Give the man some respect
The 39-year-old’s legacy and influence will extend beyond showing the power of the jump-shooting big man. He has impacted the game in Europe in a way that no one else has, and as such many players wish to emulate him. This has been reflected in many draft selections as teams try to find themselves the next Dirk Nowitzki. From Bargnani as the first overall pick in 2006 to the latest crop of Porzingis, Saric, Mirotic, Bender and Markkanen every team is looking for a player with Nowitzki’s famous attributes.
Perhaps the biggest reason Nowitzki has been undervalued is because the Mavs is not a big market team. Texas is a football state and this has shown over the years as Dallas haven’t had the same support and financial clout as other teams. This means they’ve often missed out on talented All-Star free agents such as DeAndre Jordan.
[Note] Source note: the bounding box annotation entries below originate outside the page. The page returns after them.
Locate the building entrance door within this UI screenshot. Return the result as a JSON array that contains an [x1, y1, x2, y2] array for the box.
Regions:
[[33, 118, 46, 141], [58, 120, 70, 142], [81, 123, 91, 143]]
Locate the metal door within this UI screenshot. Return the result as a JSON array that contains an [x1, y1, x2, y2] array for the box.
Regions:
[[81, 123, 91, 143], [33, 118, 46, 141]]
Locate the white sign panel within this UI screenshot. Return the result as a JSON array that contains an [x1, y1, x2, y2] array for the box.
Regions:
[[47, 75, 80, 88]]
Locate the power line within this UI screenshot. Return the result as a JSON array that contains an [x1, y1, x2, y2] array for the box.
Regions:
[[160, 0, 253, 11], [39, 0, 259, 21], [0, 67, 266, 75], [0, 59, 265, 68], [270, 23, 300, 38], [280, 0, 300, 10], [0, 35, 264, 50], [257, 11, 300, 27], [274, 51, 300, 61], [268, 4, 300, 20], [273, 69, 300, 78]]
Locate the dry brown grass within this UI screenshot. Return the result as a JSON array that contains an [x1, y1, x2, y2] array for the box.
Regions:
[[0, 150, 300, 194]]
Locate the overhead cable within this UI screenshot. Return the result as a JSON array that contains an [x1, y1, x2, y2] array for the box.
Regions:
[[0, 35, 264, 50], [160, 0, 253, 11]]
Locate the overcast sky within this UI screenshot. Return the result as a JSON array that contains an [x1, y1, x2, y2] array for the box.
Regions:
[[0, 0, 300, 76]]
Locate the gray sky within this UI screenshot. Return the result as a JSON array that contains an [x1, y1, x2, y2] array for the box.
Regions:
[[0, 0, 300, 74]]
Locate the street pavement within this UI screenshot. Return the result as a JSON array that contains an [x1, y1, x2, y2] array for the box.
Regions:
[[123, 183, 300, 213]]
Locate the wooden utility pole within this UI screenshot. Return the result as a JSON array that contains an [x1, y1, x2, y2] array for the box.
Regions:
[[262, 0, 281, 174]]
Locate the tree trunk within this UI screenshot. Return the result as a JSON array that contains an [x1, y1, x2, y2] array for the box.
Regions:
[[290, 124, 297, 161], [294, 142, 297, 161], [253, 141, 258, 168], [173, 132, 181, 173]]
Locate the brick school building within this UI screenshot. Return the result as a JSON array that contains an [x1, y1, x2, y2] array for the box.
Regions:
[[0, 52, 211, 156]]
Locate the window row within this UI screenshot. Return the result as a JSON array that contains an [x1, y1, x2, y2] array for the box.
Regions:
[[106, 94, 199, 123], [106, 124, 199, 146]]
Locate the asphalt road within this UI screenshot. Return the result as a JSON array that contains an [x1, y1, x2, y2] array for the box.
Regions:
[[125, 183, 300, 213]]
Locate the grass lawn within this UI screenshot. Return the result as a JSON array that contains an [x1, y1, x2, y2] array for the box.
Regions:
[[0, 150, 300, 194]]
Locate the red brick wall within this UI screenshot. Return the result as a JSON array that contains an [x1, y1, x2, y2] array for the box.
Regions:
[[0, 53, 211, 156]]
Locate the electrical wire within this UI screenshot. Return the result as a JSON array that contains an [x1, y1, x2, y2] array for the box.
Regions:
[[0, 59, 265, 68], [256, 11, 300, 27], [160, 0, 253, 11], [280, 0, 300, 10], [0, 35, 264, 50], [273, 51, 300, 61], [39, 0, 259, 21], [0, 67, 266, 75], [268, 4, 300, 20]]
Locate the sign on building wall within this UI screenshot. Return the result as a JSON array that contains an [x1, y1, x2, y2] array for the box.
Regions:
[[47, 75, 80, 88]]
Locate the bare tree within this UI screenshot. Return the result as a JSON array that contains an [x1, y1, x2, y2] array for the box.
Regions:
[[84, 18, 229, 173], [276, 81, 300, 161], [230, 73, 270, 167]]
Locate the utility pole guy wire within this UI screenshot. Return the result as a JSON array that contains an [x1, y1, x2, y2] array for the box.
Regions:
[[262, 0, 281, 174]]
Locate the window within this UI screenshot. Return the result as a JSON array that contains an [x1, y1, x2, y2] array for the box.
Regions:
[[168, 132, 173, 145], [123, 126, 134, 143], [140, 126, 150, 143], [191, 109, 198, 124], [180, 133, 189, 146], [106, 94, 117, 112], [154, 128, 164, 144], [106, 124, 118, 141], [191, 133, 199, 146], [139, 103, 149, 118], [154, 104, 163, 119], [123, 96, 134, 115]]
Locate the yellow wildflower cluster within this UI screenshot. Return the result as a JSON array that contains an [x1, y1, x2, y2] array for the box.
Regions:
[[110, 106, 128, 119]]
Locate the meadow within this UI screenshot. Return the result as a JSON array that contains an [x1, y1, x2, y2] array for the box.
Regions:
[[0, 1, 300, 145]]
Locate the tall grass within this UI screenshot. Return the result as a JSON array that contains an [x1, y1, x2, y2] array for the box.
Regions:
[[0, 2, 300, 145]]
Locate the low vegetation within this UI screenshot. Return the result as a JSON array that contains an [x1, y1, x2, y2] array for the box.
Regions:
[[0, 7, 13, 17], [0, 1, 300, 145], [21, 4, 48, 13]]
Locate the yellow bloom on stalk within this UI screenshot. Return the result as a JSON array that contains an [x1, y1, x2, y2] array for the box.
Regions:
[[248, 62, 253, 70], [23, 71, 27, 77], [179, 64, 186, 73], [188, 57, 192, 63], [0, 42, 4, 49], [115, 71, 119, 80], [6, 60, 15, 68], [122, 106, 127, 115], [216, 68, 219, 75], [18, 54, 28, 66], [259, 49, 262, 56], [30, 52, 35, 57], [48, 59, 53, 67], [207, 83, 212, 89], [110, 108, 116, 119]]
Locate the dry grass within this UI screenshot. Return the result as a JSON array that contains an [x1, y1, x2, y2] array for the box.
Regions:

Another reason is that Nowitzki’s game is quiet, and he is very humble, meaning that he has been portrayed as dull and unmarketable. This has surely effected his exposure to the public and respectability in a game filled with extravagance and style. Had Nowitzki played in a bigger market, he could have had better free agents, better coaches and would have an even greater resume. His loyalty should not adversely affect his legacy.
My definition of greatness in basketball is the ability to constantly be one of the best players in the NBA. This means perennial All-Star and All-NBA selections and regular playoff runs as your team’s superstar player. When this constant level of high play is coupled with longevity, an unstoppable fadeaway, accurate shooting and dependability in clutch situations, Nowitzki must be deemed as a great, particularly given that he has inspired the next generation of foreign stars finding their way through the NBA.
Now I’m not saying Nowitzki is as complete or dominant a player as Jordan, Johnson, Bryant, O’Neal, and James, but his body of work and influence in basketball cannot be denied and he deserves to be in the conversation as one of the greatest NBA players of all time. There will never be another Dirk Nowitzki, and he will be sorely missed when he is gone.